La quête du Graal


Je ne sais pas si c'est parce qu'ils ne mangent pas assez souvent de tricandilles, mais il y a des types qui ne sont pas en forme. Je le tiens de Marc Valette qui m'envoie une croustillante coupure du Midi-Libre, ce matin, alors que je m'adonne à mon sencha Fuji journalier. Moins apaisant que le thé vert, mais infiniment plus désopilant, l'imam de Téhéran, Kazem Sedighi, y explique scientifiquement que "l'augmentation des relations sexuelles illicites fait accroître le nombre des tremblements de terre".


Tant qu'à parler curetonailles, le gars Kazem, avant sa prière du vendredi, je crois que j'aurais bien fait de l'inviter à venir avec moi aux Capus, hier matin, participer à ma quête du Graal. Vous savez, je vous en parlais dans mon billet d'hier, j'étais à la recherche (il y a quelque chose de compulsif là-dedans!) de tricandilles, à l'occasion de mon passage en coup de vent à Bordeaux.


Petit éclairage culturelo-gastronomique pour ceux qui n'auraient jamais mis les pieds en Gironde, les tricandilles ce sont ces intestins grêle de cochon cuits au bouillon et qu'on grille ensuite, soit à la braise, soit à la poêle (à feu très vif!) en les rafraîchissant avec une pointe de bon vinaigre et en les finissant avec une légère tombée d'échalote et de persil.


Évidemment, les tricandilles au marché des Capucins*, c'est aussi facile à trouver que des cèpes en Dordogne (ou sous les arcades du marché de Libourne**…), tellement facile que j'en ai même acheté deux qualités différentes, des à vingt euros le kilo, d'autres à quatorze. Et évidemment, hier soir, fier comme Artaban, j'ai fait griller mon petit trésor à notre arrivée dans le Poitou.

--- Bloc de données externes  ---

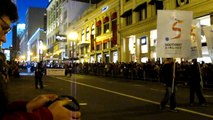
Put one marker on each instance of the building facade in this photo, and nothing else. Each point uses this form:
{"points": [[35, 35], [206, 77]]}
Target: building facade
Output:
{"points": [[139, 23], [98, 38], [33, 22], [60, 15], [115, 31]]}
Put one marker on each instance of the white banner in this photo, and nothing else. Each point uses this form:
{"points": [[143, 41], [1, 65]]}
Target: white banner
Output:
{"points": [[208, 31], [173, 28], [55, 72], [196, 50]]}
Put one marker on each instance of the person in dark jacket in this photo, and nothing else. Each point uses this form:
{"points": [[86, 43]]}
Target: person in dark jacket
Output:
{"points": [[27, 110], [195, 84], [167, 72], [38, 76]]}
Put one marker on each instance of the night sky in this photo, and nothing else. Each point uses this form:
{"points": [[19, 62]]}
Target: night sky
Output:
{"points": [[22, 8]]}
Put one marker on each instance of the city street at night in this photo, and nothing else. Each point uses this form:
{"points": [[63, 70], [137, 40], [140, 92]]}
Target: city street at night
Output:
{"points": [[104, 98]]}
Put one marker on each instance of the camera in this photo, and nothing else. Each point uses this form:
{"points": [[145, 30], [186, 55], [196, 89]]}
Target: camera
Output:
{"points": [[73, 105]]}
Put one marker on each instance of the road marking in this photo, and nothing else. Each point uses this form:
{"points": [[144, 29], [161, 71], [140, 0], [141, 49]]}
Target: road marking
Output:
{"points": [[208, 96], [137, 98]]}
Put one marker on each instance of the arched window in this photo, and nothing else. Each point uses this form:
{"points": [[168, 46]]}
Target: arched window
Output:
{"points": [[82, 36]]}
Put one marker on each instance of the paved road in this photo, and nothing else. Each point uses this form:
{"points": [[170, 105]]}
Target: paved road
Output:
{"points": [[114, 99]]}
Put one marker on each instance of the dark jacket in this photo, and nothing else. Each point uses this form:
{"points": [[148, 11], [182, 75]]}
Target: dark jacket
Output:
{"points": [[167, 74], [17, 111]]}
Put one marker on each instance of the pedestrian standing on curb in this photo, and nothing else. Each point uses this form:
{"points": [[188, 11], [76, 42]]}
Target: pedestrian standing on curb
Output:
{"points": [[27, 110], [38, 76], [168, 79], [195, 84]]}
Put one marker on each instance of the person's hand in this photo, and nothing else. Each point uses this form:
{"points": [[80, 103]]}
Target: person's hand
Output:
{"points": [[59, 112], [40, 101]]}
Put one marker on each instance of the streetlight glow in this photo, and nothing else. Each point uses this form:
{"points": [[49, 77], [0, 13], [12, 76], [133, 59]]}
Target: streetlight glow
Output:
{"points": [[72, 36]]}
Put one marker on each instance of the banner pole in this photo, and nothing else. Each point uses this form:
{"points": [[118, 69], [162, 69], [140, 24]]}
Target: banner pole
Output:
{"points": [[173, 77]]}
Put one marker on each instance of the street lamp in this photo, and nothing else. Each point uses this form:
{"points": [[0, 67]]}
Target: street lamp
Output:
{"points": [[42, 48], [72, 36]]}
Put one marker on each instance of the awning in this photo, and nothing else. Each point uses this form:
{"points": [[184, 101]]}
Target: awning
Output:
{"points": [[140, 7], [114, 15], [127, 13]]}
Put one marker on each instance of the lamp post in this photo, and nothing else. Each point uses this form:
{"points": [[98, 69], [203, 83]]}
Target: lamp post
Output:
{"points": [[42, 48], [72, 36]]}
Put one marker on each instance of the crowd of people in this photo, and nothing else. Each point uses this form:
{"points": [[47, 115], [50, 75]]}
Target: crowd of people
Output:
{"points": [[34, 109], [150, 71]]}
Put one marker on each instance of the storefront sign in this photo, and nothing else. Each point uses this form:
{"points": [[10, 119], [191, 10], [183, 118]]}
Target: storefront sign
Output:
{"points": [[55, 72]]}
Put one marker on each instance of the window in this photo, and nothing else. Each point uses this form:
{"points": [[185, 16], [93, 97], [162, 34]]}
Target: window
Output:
{"points": [[105, 45], [98, 47], [98, 28], [144, 44], [93, 29], [129, 20], [128, 17], [87, 33], [142, 14], [82, 36], [82, 50], [106, 25]]}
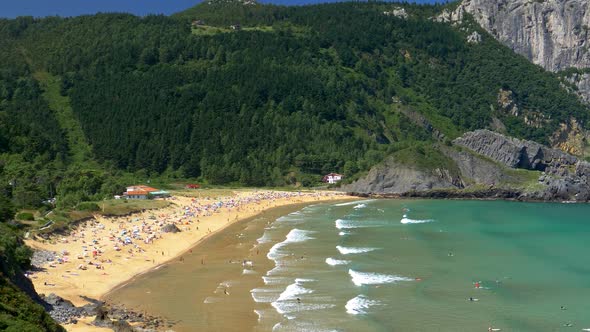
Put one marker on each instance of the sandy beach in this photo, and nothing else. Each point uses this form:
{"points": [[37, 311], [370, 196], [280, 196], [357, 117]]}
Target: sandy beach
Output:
{"points": [[102, 253]]}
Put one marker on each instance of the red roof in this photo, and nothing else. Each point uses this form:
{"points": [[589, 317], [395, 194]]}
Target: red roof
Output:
{"points": [[143, 188], [137, 193]]}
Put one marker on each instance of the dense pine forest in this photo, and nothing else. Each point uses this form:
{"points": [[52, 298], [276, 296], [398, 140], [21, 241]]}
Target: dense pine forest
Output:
{"points": [[290, 94], [238, 93]]}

Ah s'il avait été là, le pauvre Kazem, s'il avait vu les yeux ébahis des gourmands qui ont dévoré le premier kilo de tricandilles que j'ai servi en entrée, ça lui aurait même peut-être chassé ses idées noires!


Au passage, je lui aurais parlé d'un mariage contre-Nature, car hier soir, en matière pinardière, j'étais d'humeur transgressive, c'est un chablis que j'ai débouché sur les tricandilles, un montmain 2008 de Thomas Pico, pas la meilleure bouteille que j'ai bue, un peu trop pomme à mon goût, un poil vrillée mais très chouette en bouche en revanche, assez coquin sur la tripe. 


Tant qu'à vous faire le menu, il faudrait que je vous parle des tomates du jardin, farcies, et des chèvres du Poitou arrivés en direct de La Chauvinière, à Saint-Germier, près de Ménigoute, des fromages qui mériteraient d'orner eux aussi l'étal, toujours remarquable, de Jean d'Alos (dont les merveilles avaient illuminé le repas de jeudi soir à Bordeaux). Et d'une grandiose bouteille, rapportée de Toulouse, du Tire-Bouchon, un comble alors qu'il s'agit d'un vin des environs, d'un superbe saumur-champigny 2010, le Clos Cristal, du beau breton, profond, au fruit intense, de haut vol, d'un niveau qui rend son prix, dans les onze-douze euros presque aussi ridicule que les délires du brave Kazem***.


* On a beau me dire parfois que les Capucins, c'est ne plus ce que c'était, si j'avais l'ombre de ça à Barcelone, je serais le roi! Après, je reconnais que leur modernisation architecturale m'en touche une sans faire bouger l'autre, pour reprendre l'expression de l'ancien mentor du Maire de Bordeaux…
** N'est-ce pas, ma chère Dany!
*** En fait, derrière le Clos Cristal, il y en a un autre qui s'est fait ridiculiser, c'est le Val Sotillo gran reserva 1989 qui est arrivé derrière, un ribera-del-duero sûrement un joli jus à l'origine mais emprisonné pour l'éternité dans un cercueil de bois qui gâchait tout.